Adding a new field to a Firestore collection

In my app I tried to work exclusively with dates stored in UTC, though found some combination of the Firestore SDK, the browser, and my (lack of) JavaScript skills - round tripping dates was really hard. Saving a date at what I thought was midnight then no longer came back in a query that I, again, thought was from midnight. Date objects are passed on save/query, Firestore actually saves them as a Timestamp, and clear documentation on what should be a pretty common use case for dates - querying on a date range, leads to plenty of questions. I decided to reclaim what was left of my sanity and store unix time instead. I still need to handle local to UTC on the client, though Firestore is no longer doing anything more than storing a number.

After updating the app to handle a new field (dateUnix) going forwards, a backfill of old data was required. The example code below takes every item and stores the converted date value in a new field dateUnix. I was surprised to discover there was no way to query by absence of a field (e.g. .where('date','===', undefined)), and so instead you'll need to loop through every item and update if necessary.
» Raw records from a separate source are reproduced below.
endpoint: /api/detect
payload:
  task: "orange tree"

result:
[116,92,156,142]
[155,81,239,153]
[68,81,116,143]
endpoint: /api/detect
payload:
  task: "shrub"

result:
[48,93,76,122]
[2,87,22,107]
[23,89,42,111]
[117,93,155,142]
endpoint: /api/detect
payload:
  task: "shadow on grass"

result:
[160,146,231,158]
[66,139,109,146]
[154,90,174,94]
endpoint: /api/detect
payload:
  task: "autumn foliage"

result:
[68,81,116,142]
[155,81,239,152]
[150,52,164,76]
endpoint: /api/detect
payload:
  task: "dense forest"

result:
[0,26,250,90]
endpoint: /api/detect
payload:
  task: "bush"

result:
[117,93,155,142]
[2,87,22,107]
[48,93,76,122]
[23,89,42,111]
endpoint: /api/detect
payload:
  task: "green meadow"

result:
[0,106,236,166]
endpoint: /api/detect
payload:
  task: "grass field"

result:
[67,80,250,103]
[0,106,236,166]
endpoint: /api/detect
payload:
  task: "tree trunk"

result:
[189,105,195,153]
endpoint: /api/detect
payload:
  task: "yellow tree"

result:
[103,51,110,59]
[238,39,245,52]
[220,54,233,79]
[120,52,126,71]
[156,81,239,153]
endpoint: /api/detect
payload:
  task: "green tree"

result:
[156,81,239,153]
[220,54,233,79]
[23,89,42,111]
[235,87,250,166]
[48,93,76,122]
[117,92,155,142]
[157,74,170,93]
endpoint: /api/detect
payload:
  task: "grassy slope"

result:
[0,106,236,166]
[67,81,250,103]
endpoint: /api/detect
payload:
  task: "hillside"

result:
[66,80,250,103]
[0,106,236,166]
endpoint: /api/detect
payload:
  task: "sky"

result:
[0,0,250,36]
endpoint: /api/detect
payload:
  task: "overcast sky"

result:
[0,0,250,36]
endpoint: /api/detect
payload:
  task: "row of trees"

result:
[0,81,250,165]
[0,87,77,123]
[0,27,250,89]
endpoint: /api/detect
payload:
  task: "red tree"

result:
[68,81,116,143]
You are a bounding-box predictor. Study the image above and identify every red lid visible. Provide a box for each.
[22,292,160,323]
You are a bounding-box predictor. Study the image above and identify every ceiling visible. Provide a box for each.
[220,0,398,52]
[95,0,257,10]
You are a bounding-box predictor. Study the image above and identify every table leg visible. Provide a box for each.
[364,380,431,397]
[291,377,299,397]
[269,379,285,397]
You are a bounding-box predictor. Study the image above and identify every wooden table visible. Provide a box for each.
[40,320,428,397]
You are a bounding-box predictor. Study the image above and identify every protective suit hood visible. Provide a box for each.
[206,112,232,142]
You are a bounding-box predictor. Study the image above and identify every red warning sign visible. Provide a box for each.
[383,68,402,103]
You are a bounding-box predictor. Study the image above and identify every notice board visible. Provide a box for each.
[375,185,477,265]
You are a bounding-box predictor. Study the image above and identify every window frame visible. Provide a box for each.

The code below is designed to run in the browser and assumes you have your Firebase configuration in a file called firebase.js.

import "firebase/firestore";
import firebase from "./firebase";

const db = firebase.firestore();
const itemsCollection = db.collection("items");

export const bulkUpdate = async () => {
const limit = 50;
let allItemsResult = await itemsCollection.limit(limit).get();
let read = allItemsResult.docs.length;

while (read > 0) {
const batch = db.batch();
let updated = 0;

allItemsResult.docs.forEach((queryResult) => {
const doc = queryResult.data();

if (!doc.dateUnix) {
updated++;

batch.update(queryResult.ref, {
// getTime() returns milliseconds
// We convert to seconds and remove any fractional part
dateUnix: (doc.date.toDate().getTime() / 1000) | 0,
});
}
});

await batch.commit();
console.log(`Updated ${updated} of ${read} items!`);

const lastVisible = allItemsResult.docs[read - 1];
allItemsResult = await itemsCollection
.startAfter(lastVisible)
.limit(limit)
.get();
read = allItemsResult.docs.length;
}
};

Some things to note about the script:

  • We get 50 items at a time
    • We could get everything if the collection is smaller, though then the example wouldn't feature pagination
  • We work in batches of 50 until there are no items left
    • Working a record at a time does work, though batching speeds things up
  • If the document doesn't have a dateUnix property, we add it
  • We create the new field by using existing data on the document
  • We use a transaction to
  • When we get the next set of 50 items, we use the last item we saw to control where to start the next page at
  • Progress is reported to the console...definitely an MVP implementation!

So far I've only had to do this on collections with a few hundred documents and it finished in less than a second. I also had the luxury of knowing the collection wasn't sustaining any concurrent modifications, so I have no idea how this performs on a busy collection.

One thing I've started to do is add an insertedDate value (using the serverTimestamp) to all documents, which I could have used to order the collection, and only process rows that weren't inserting dateUnix (as I updated the app to load that for all new rows). The other advantage of an insertedDate is that it allows you to keep track of progress or even partition the work (if you've got a very large collection you need to update).